Screenlessness | Page 6 | Newberry


There’s something touching, really, about learning of “Turn Off Your Screen Week” on television.

As I walked to work this week, dodging texting pedestrians, turning to answer remarks that were being addressed not to me but to somebody at the other end of a phone I couldn’t even see, I wondered how something so basically Unamerican could ever be instituted. I wondered even harder later in the day, as I wandered through the aisles at the grocery store wondering whatever happened to Quisp. A woman was barking into her phone “Well, did you send it recently? I checked my email ten minutes ago!”

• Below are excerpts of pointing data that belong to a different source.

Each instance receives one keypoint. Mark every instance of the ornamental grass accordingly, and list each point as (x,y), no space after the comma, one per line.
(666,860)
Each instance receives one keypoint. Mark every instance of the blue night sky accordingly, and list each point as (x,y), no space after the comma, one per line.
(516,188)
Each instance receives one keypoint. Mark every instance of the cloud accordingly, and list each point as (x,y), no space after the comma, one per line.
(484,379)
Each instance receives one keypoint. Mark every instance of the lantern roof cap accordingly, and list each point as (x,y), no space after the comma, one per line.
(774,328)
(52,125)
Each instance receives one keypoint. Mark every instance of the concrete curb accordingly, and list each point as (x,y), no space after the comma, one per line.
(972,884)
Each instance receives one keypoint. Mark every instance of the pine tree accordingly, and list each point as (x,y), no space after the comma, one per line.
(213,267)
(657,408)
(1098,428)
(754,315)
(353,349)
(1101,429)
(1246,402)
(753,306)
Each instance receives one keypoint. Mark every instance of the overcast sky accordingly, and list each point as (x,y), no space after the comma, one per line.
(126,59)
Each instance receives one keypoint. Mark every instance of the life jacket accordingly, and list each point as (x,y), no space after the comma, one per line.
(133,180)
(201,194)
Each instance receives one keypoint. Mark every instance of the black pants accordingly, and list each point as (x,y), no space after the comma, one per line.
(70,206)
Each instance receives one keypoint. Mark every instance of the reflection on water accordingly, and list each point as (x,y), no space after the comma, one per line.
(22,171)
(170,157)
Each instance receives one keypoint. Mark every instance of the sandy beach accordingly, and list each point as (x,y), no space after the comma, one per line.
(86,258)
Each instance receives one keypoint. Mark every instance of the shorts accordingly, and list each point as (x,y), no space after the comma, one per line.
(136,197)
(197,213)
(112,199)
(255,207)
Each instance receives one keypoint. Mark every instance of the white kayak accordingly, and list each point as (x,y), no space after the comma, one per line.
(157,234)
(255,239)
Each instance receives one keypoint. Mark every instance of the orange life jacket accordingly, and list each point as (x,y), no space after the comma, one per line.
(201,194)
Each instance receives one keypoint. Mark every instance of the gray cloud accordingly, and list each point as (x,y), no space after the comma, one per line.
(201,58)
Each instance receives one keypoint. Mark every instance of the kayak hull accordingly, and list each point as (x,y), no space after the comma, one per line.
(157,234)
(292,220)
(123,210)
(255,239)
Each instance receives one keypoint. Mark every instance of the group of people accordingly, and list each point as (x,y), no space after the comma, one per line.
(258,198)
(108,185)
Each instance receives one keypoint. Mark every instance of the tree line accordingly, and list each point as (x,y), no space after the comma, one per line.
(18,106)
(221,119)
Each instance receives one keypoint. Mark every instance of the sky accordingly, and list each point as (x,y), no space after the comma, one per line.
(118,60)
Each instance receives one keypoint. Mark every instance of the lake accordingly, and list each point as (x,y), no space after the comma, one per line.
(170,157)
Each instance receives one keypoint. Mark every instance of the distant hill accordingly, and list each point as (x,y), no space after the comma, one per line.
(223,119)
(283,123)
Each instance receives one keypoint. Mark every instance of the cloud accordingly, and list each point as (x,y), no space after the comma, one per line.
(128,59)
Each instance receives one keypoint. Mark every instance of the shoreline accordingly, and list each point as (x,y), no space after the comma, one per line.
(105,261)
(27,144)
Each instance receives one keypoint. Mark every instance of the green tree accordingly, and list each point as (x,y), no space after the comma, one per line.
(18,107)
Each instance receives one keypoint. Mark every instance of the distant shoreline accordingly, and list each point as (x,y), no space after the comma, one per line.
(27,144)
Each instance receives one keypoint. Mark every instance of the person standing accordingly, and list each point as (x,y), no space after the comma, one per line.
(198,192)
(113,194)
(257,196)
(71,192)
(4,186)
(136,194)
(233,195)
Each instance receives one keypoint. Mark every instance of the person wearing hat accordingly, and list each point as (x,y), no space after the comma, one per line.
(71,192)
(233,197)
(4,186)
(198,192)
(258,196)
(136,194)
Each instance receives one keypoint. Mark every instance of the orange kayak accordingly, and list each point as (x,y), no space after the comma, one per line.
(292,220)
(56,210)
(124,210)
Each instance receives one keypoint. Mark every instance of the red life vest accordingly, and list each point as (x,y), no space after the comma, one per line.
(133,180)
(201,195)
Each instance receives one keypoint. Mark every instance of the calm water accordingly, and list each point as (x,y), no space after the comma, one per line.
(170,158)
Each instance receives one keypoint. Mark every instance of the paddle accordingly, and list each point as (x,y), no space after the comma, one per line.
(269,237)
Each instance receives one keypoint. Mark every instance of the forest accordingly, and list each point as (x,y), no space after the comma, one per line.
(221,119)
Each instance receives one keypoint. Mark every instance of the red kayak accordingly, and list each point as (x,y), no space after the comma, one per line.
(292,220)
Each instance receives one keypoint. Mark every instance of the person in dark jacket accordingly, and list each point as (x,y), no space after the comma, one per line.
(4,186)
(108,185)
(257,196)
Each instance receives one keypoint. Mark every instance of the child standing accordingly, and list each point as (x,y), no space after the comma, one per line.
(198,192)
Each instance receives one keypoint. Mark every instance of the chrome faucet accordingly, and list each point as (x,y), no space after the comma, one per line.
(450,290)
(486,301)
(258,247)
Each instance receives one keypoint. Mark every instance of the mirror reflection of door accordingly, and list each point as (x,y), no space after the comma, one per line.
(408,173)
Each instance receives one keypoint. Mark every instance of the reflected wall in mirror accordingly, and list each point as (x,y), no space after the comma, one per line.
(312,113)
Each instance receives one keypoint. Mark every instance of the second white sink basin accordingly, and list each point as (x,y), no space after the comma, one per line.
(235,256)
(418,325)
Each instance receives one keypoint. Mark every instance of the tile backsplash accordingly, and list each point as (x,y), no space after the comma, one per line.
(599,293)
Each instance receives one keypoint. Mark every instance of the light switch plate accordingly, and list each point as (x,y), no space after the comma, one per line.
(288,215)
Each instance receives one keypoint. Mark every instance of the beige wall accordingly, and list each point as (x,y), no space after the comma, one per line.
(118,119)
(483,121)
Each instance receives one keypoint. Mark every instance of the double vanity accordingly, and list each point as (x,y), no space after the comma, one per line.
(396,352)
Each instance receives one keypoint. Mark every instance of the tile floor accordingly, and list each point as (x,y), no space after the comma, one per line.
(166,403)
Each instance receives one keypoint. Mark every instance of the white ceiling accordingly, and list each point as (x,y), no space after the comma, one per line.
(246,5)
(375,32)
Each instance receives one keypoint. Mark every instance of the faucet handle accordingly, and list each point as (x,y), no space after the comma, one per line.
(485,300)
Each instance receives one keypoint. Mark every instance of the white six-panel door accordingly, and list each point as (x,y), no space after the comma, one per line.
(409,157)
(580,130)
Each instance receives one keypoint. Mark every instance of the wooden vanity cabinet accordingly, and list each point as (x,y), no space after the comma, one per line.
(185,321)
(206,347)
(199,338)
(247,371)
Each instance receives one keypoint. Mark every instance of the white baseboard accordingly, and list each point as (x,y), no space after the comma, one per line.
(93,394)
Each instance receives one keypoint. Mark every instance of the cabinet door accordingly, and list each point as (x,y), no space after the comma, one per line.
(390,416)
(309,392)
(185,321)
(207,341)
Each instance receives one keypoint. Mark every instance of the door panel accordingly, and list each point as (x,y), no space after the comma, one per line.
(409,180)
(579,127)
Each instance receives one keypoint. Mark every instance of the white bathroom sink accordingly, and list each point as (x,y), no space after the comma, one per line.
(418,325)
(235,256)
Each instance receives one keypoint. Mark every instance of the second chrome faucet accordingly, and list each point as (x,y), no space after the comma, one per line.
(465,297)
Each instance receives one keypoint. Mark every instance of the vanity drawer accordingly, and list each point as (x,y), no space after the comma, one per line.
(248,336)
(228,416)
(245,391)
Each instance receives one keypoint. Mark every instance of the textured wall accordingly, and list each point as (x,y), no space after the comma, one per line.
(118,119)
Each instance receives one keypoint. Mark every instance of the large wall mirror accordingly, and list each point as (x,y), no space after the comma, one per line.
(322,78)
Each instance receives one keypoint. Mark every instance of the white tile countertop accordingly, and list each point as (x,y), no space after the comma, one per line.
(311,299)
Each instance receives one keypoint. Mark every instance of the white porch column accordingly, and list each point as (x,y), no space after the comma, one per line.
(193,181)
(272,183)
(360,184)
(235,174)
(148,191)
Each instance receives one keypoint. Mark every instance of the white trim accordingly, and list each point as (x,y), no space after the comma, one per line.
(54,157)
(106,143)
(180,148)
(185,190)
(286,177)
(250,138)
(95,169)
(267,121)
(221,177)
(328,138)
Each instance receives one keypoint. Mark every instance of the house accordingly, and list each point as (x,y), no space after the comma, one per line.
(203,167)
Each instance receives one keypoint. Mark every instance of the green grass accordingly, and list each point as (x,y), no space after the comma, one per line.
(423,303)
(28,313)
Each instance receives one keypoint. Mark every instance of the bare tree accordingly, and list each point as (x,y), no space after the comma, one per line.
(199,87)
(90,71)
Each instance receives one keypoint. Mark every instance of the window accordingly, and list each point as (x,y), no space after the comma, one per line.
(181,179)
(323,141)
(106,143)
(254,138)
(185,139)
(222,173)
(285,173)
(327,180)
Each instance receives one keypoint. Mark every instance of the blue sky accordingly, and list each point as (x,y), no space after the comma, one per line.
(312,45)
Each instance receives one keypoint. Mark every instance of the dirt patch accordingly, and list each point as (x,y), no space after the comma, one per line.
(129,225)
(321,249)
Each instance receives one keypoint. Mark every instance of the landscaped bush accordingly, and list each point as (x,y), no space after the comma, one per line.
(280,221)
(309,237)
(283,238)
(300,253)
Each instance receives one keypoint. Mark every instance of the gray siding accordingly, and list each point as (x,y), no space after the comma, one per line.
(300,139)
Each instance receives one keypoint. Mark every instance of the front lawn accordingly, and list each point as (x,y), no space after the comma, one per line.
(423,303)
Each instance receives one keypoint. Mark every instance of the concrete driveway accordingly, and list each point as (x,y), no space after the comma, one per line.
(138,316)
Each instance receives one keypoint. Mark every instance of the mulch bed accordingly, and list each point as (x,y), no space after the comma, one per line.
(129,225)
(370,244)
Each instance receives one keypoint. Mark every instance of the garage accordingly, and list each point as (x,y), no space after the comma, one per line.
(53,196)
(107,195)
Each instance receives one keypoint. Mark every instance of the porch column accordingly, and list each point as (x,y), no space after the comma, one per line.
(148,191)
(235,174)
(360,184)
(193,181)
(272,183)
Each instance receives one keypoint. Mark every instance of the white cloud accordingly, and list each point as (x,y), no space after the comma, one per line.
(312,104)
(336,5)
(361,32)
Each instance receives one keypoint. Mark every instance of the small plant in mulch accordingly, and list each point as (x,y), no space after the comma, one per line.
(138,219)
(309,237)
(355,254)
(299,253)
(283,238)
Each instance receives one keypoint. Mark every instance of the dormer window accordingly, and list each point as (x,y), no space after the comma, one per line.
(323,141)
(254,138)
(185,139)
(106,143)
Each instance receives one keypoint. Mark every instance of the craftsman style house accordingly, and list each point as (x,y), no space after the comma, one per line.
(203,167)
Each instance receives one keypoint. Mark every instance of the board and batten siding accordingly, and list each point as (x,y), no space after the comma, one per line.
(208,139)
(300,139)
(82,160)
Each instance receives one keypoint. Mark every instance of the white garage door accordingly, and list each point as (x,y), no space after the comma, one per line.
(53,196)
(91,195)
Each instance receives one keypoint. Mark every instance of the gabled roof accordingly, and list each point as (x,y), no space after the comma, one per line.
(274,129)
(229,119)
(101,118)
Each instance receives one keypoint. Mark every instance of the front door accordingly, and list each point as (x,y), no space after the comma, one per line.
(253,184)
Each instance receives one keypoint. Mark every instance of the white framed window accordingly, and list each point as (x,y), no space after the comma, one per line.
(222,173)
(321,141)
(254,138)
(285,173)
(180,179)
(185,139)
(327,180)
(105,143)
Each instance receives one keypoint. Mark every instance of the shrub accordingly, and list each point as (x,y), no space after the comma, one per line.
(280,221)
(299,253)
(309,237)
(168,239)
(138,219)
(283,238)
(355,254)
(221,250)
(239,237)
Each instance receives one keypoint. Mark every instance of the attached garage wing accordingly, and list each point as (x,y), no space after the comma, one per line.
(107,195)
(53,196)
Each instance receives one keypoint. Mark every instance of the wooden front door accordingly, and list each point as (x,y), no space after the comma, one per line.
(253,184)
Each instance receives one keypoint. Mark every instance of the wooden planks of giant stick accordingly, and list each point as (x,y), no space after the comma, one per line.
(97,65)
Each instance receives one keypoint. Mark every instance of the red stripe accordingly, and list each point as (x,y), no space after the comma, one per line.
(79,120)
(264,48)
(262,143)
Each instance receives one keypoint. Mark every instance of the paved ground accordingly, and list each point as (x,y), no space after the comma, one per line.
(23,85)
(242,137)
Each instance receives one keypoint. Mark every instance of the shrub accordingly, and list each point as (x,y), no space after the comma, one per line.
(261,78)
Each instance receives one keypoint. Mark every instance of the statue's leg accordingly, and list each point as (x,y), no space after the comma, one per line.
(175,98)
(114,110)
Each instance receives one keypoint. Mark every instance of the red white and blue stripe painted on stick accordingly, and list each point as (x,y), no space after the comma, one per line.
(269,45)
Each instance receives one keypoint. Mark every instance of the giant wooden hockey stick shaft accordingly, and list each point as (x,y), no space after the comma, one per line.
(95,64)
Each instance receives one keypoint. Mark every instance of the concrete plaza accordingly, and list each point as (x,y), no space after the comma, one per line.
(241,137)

I give it about five more years before somebody makes it illegal to go out of your home without some sort of electronic device. You MUST be able to answer the phone, read email, or text someone at a moment’s notice. You will need the device anyhow to feed a parking meter or pay for your purchases at a store. The panhandler singing the Flintstones theme on the corner will no longer except cash: you’ll need to swipe your smartphone across the symbol on his permit to deposit the money directly to his account.

Which brings us unavoidably to that old Kindle vs. Book business.

Unlike a Kindle, Nook, Noodle, or other readable pad, a mere book will not accept email, phone calls, text messages, or alerts telling you that the manufacturer is no longer supporting the system you’re using. I have been reminded that you CAN play games on a book (hangman, tic-tac-toe) but you have to supply your own sound effects. A book comes with certain disconcerting side effects, in that if you get really, really interested in the text, you will not notice the phone ringing away in your pocket or shoulder holster or in your bangs, or wherever else you carry it. (PLEASE don’t tell me.)

This is not to say that the book system is without distractions. A buzzing fly or a small child playing Street Vice XVII can still break in on your enjoyment of the book. The book, however, is perfectly suited for swatting most distractions. (I would wait to swat the small child until you are sure the parents are busy posting something on Facebook.)

But a common everyday book contains nothing to distract you from the text. It will not ring nor buzz to tell you to stop what you’re doing and learn that your second cousin has just had the best frozen yogurt in Duluth. Your boss cannot break into the passage where the hero admits he has figured out the boy holding the horses is really the heroine in disguise, and tell you all about the latest updates to the pension plan for employees in the fifth through seventh levels on the organizational chart. You can look at pictures of cute kitties only if you are reading a book with pictures of cute kitties.

So, anyway, you’d better come in July and buy a bunch of these soothing devices in July. Because I expect they’ll be banned in about SIX more years. You shouldn’t be doing something that takes you that far from your screen.

(By the way, you did print this out and read it on paper, right?)